The Lark Formation in the Danish North Sea holds great paleoenvironmental interest for understanding climatic and tectonic impacts on sediment supply and depositional environment during the latest Eocene to the Middle Miocene. This study investigates sediment provenance, variations in sediment flux, chemical weathering intensity, and redox conditions in relation to these climatic and tectonic events. A dataset of 86 cuttings and one core from six wells in the Danish North Sea was analyzed using Inductively Coupled Plasma Mass Spectrometry (ICP-MS) and Inductively Coupled Plasma Optical Emission Spectroscopy (ICP-OES). The recently published maceral composition of these samples was also included in this research. Provenance investigation indicates that the sediment originated from felsic sources within a continental arc tectonic setting. Such a source area is currently located in southern Norway and Sweden on the southwest margin of the Baltic Shield. During the Eocene–Miocene progressive filling of the eastern North Sea Basin, climatic conditions primarily controlled chemical weathering intensity and sediment influx. This is evidenced by higher Chemical Index of Alteration (CIA) and Zr concentrations in the Lower Miocene compared to other series deposited under cooler and less humid climates. Additionally, elemental proxies (Ce_anom, V/(V + Ni), Th/U), along with organic petrological and geochemical evidence, indicate that the Lark Formation was deposited in dysoxic-anoxic environments.
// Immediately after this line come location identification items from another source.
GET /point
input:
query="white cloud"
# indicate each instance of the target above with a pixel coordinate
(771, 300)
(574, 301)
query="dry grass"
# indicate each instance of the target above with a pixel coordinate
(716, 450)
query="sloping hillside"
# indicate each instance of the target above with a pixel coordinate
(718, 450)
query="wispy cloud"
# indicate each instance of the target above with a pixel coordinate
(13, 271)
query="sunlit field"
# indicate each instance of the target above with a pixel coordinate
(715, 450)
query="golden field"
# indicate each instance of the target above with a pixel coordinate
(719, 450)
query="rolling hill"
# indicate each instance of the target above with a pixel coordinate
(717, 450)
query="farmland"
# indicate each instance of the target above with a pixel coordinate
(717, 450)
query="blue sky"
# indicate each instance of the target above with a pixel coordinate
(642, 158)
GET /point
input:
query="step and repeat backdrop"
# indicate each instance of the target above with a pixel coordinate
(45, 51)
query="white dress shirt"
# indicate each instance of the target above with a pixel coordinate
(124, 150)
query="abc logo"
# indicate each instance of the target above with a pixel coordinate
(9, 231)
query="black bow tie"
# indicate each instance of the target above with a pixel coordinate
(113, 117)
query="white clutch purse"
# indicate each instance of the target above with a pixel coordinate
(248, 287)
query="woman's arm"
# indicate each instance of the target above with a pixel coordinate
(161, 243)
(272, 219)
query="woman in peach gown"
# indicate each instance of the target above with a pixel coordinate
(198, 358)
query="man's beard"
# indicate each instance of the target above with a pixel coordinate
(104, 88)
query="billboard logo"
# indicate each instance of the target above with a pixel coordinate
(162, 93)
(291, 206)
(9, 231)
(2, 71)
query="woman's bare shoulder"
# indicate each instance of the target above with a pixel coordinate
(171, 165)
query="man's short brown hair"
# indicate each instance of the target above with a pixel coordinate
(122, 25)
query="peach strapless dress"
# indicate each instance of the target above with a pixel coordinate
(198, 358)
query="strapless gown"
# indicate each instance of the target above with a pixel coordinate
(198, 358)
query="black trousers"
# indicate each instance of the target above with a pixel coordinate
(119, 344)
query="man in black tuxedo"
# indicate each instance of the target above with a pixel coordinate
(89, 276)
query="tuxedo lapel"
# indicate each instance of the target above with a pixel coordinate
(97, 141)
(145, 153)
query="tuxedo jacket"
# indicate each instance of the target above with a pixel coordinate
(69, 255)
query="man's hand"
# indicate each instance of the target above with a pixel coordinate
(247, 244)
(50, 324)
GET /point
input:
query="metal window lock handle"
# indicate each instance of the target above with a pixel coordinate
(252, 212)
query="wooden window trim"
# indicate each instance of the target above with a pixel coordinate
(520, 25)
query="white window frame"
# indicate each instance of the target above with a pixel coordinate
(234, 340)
Variations of these proxies further reveal that sea-level changes primarily controlled fluctuations in redox condition, resulting in more oxic environments. Moreover, the impact of marine productivity on U and Mo is revealed by the positive correlations between the enrichment factors of U (U_EF) and Mo (Mo_EF) and the abundances of liptinite and Cd. Increased productivity, combined with bottom water anoxia, led to the enrichment of U and Mo in the sediment, with upwelling further enhancing this process.